4. Clearly state your hypothesis or research goal and explain the reasoning behind it. (Maximum 150 words)

My research goal is to characterize circuit performance (in cell-free systems) under a variety of space-like conditions, varying the circuit design and space conditions of interest. My results will inform future cell-free system applications in space and will also generate foundational knowledge about the effect of space on circuit behavior–independently of a bacterial chassis.

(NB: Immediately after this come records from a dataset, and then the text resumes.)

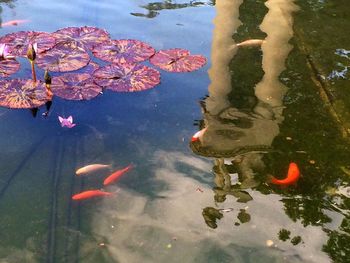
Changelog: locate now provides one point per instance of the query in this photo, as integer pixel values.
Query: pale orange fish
(89, 194)
(250, 43)
(91, 168)
(114, 176)
(14, 22)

5. Outline your experimental plan - identify the sample(s) you will test in your experiment, including any necessary controls, the type of data or measurements that will be collected, etc. (Maximum 100 words)

I will recreate the repressilator and toggle switch experiments, adapted to use cell free expression rather than bacterial cells, under several space-like conditions: 1) a microgravity simulator, 2) under some form of radiation, 3) under low oxygen conditions, and 4) a normal Earth laboratory setup (the control). I will collect fluorescence measurements at multiple timepoints to assess whether circuit behavior differs from the control under the different conditions. I will also perform RNA sequencing to assess the timing of gene expression of the circuits within the cell free systems and determine whether it varies across conditions.